The concept was first introduced by social psychologists John Darley and Bibb Latane in the late 1960s following the infamous murder case of Kitty Genovese (Darley & Latane, 1968). According to their paper which was published in the Journal of Personality and Social Psychology, the bystander effect can be attributed to two concepts which they referred to as the diffusion of responsibility and social influence.

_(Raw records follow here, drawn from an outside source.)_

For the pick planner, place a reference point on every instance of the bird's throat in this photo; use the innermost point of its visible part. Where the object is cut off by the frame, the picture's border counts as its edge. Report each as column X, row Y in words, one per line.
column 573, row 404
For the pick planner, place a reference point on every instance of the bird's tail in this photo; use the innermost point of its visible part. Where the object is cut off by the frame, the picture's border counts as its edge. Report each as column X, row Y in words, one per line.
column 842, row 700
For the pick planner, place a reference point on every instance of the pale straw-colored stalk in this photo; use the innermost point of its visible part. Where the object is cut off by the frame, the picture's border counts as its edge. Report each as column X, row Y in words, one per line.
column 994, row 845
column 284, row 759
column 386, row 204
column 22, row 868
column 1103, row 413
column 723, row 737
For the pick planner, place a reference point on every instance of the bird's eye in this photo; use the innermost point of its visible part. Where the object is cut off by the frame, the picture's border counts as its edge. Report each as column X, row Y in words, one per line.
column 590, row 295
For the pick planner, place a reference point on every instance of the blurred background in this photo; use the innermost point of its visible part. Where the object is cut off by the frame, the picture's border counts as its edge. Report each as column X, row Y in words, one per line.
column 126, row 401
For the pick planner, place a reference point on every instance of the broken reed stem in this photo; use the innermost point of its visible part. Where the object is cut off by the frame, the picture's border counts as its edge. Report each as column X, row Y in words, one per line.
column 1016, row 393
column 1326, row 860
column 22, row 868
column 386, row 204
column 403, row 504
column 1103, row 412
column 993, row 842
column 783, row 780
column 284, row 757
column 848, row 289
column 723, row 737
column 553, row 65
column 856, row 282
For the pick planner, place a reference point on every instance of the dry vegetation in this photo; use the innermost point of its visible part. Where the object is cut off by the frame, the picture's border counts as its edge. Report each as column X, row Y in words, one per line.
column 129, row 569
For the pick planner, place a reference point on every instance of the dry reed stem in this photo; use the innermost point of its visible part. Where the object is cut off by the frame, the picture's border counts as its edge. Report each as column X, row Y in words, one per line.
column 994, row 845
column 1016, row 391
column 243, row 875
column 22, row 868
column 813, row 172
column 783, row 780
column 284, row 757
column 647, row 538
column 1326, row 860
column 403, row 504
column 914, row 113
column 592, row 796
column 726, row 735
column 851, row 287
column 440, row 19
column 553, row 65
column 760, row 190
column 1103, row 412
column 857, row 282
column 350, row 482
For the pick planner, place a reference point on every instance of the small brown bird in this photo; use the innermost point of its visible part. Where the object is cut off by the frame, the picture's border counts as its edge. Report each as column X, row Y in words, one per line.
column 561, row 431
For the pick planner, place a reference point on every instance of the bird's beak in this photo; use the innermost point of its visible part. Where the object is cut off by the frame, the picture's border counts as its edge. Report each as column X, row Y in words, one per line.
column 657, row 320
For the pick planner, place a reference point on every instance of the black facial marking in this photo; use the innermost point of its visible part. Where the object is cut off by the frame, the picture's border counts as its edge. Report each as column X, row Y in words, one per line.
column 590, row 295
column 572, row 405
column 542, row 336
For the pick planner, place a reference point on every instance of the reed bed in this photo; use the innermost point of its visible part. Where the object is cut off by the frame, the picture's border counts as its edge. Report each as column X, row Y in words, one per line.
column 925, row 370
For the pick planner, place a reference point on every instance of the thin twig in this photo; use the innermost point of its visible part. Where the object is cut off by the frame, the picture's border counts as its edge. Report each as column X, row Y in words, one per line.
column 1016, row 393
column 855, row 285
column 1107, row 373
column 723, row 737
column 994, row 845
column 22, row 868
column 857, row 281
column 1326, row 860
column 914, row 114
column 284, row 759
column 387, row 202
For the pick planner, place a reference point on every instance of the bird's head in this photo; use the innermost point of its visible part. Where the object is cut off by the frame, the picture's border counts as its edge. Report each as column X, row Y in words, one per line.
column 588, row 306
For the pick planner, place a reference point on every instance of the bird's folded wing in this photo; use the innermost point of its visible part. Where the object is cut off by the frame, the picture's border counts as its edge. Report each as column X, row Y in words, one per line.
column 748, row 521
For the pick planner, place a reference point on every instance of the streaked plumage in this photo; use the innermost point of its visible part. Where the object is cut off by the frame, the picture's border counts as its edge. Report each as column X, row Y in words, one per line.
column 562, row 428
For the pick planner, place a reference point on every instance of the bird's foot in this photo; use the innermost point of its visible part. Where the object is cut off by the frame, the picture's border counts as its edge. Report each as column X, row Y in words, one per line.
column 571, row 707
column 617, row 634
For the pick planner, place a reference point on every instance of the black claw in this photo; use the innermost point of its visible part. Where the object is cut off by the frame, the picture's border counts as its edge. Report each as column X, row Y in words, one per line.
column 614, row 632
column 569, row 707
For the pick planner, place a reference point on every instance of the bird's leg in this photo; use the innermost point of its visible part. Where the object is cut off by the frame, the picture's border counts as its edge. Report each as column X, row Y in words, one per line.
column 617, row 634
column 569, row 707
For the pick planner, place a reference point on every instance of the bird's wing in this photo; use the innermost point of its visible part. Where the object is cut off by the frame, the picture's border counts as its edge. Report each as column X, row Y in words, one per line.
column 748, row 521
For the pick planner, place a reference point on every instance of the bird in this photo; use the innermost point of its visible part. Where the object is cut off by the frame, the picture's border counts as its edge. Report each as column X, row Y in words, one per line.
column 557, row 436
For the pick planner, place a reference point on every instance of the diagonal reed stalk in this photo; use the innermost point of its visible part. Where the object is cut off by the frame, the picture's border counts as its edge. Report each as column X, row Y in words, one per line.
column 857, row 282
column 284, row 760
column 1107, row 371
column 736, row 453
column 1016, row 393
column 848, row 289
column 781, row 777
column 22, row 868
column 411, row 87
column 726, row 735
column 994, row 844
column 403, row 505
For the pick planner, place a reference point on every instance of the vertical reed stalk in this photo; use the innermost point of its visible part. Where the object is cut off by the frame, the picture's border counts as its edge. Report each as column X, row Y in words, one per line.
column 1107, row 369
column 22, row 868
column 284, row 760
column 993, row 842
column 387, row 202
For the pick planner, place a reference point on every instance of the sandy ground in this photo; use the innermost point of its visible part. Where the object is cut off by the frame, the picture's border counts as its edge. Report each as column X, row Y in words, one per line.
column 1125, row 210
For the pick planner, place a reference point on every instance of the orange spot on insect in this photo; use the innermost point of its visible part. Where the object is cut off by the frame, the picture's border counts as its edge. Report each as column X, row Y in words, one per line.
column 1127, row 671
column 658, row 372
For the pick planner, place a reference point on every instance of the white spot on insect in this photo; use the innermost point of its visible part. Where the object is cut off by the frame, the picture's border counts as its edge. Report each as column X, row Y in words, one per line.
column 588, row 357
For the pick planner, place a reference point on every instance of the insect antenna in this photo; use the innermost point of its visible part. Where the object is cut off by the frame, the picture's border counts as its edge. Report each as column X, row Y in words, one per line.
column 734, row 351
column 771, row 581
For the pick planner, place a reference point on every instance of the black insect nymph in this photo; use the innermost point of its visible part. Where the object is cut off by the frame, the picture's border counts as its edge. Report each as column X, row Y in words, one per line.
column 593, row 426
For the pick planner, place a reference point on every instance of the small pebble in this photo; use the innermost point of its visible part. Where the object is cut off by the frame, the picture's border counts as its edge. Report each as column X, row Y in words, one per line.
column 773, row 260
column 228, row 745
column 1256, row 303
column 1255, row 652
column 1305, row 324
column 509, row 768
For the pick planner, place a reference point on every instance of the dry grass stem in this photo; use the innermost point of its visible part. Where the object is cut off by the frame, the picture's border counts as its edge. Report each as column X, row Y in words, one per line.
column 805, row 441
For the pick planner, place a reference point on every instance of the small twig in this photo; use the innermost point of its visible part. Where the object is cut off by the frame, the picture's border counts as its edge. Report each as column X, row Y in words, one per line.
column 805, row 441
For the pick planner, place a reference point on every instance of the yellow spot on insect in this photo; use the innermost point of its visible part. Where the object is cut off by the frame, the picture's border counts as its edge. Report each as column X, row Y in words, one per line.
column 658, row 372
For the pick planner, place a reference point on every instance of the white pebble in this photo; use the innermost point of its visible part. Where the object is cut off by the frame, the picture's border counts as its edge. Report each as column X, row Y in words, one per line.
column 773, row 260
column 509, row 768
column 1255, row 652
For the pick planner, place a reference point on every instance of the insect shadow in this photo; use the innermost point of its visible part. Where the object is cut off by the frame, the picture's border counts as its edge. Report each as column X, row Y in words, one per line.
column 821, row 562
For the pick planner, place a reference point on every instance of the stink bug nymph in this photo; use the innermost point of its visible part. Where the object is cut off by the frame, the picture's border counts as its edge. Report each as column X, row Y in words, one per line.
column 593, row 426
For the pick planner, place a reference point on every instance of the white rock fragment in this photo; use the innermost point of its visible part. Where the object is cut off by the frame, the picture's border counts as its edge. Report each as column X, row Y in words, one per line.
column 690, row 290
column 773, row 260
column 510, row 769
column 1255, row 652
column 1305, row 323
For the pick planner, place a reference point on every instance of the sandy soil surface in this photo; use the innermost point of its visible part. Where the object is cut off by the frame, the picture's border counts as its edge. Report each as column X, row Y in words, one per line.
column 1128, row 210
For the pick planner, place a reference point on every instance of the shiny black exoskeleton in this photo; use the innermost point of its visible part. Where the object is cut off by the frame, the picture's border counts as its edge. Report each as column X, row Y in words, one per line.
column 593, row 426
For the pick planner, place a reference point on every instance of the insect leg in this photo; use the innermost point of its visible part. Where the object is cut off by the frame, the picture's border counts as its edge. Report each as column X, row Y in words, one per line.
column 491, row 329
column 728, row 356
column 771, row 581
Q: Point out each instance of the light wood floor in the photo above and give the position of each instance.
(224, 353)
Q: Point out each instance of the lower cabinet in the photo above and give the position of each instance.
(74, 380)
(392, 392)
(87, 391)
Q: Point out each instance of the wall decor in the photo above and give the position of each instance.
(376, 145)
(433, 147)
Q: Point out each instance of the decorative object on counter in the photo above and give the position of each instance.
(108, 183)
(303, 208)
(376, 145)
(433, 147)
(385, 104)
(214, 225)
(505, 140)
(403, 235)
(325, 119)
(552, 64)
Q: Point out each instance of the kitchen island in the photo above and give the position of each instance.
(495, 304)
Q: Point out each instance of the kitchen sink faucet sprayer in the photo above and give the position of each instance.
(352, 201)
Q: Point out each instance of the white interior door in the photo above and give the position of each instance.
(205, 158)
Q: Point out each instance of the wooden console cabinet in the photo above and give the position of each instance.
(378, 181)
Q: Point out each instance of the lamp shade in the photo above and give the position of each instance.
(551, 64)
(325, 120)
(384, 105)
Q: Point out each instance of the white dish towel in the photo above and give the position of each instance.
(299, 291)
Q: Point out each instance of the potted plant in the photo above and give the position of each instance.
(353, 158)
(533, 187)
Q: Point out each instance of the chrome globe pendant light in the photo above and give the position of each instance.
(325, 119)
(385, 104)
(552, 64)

Social responsibility allegedly gets more diffused the bigger the number of bystanders (who witnessed a crime) becomes. In the case of Kitty Genovese, there were more than thirty people who witnessed her murder. This is based on the premise that people only react to a certain crime when the level of social responsibility gets high enough. When there is a diffusion of social responsibility, people are less inclined to respond or react to the event because they perceive that they are less or not socially responsible for doing so (Fischer, et al., 2011).
Social influence’s role in the manifestation of the bystander effect is akin to that of an intensifier. The concept of social influence suggests that people’s reactions and responses to a certain event would, under normal circumstances, be dependent on other people’s reactions and responses (Manning, Levine, & Collins, 2007). Applying this to the bystander effect, people would normally not act to help the victim of a crime if they are not seeing any other people who are trying to do the same thing that they are thinking (i.e. helping the victim). Combined (social responsibility plus social influence), the end result would be a classical bystander effect scenario.
References
Darley, J., & Latane, B. (1968). Bystander intervention in emergencies: Diffusion of responsibility. Journal of Personality and Social Psychology, 377.
Fischer, P., Krueger, J., Greitemeyer, T., Vogrincic, C., Kastenmuller, A., Frey, D., et al. (2011). The bystander-effect: a meta-analytic review on bystander intervention in dangerous and non-dangerous emergencies. Psychological Bulletin, 517.
Manning, R., Levine, M., & Collins, A. (2007). The Kitty Genovese murder and the social psychology of helping: The parable of the 38 witnesses. American Psychologist, 555.